Lasst Euch nicht abschrecken, wenn ihr per Brief abgelehnt worden seid – ruft dort an, erfragt einen Termin aus, geht hin, fragt nach warum ihr abgelehnt worden seid und woran ihr bis zur nächsten Bewerbungsphase noch arbeiten könnt.  Zum Einen muss man dann nicht komplett  an der eigenen Existenz zweifeln, zum Anderen ist eine direkte Kritik oft sehr hilfreich und förderlich. Lasst Euch nicht entmutigen, überarbeitet Euer Portfolio erneut und stellt Euch nochmals vor. Das kostet Kraft, Zeit und raubt (wahrscheinlich auch Euch) den letzten Nerv – ich bin rückblickend sehr dankbar Jemanden an meiner Seite gehabt zu haben, mit dem ich mich zwischendurch immer mal wieder austauschen konnte und von dem ich mir Mut zusprechen lassen konnte.Und bei mit hat es sich auch wirklich gelohnt- ich hab die Kritik bis zum nächsten Durchlauf umsetzen können.
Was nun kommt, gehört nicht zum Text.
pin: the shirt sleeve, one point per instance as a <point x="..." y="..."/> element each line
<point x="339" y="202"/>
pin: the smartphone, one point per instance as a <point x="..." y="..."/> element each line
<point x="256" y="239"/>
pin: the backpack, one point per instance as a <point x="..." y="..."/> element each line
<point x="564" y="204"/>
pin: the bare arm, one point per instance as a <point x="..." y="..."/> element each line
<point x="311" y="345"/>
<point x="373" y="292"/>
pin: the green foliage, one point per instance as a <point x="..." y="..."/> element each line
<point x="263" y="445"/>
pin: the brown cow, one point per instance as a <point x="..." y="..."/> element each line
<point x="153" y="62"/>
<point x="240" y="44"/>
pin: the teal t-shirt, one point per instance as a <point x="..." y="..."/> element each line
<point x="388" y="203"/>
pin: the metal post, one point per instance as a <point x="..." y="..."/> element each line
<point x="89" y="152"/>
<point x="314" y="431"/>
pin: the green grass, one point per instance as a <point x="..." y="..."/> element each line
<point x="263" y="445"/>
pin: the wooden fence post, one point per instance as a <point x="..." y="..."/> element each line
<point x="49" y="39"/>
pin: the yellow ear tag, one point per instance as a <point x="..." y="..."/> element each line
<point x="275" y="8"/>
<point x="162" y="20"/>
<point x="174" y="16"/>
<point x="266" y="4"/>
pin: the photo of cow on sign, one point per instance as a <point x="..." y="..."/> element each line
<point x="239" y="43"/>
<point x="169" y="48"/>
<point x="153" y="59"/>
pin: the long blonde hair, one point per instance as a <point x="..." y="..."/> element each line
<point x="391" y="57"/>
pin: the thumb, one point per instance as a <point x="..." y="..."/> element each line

Selbst eine ausgedehnte Internetrecherche zum Thema Masterstudium im Bereich Modedesign konnte mir als Vorbereitung recht wenig helfen. Und ich war so sicher, dass DIESE EINE Hochschule die Richtige für meinen Masterstudiengang ist und wollte dort unbedingt überzeugen.  Ich bereite mich ganz gern auf etwas vor – hierbei war mir das allerdings  unmöglich. Den Zeitraum vom Erhalt der Einladung zum Bewerbungsgespräch (Unglauben, Überraschung, Freudentränen, überdrehtes Lachen, Sprachlosigkeit, Aufregung) bis zum tatsächlichen Gespräch habe ich damit verbracht nicht schlafen zu können und mich total fertig zu machen. Aufregung in Kombination mit einer absolut unnötigen Überdosis Kaffee am Bewerbungstag haben dann den Rest erledigt. Die Dozenten im Gespräch waren interessiert, offen und sehr bemüht mich als potentiellen neuen Studenten kennen zu lernen – ich dagegen komplett überfordert. Mein Bewerbungsgespräch war wirklich das, was man umgangssprachlich FAIL nennt.  Allerdings kannten mich die Dozenten mich schon aus vorherigen Gesprächen, waren mit meinen bisherigen Arbeiten vertraut und konnten sehen, was seit der letzten Bewerbung bei mir passiert ist- meine Hartnäckigkeit hat mich wohl buchstäblich gerettet.

Für mich geht`s nun ab Oktober ins Masterstudium an der Hochschule meiner Wahl! Das hat mich zwei Jahre gebraucht und ichs kanns noch gar nicht richtig begreifen- Lasst Euch den Mut nicht nehmen!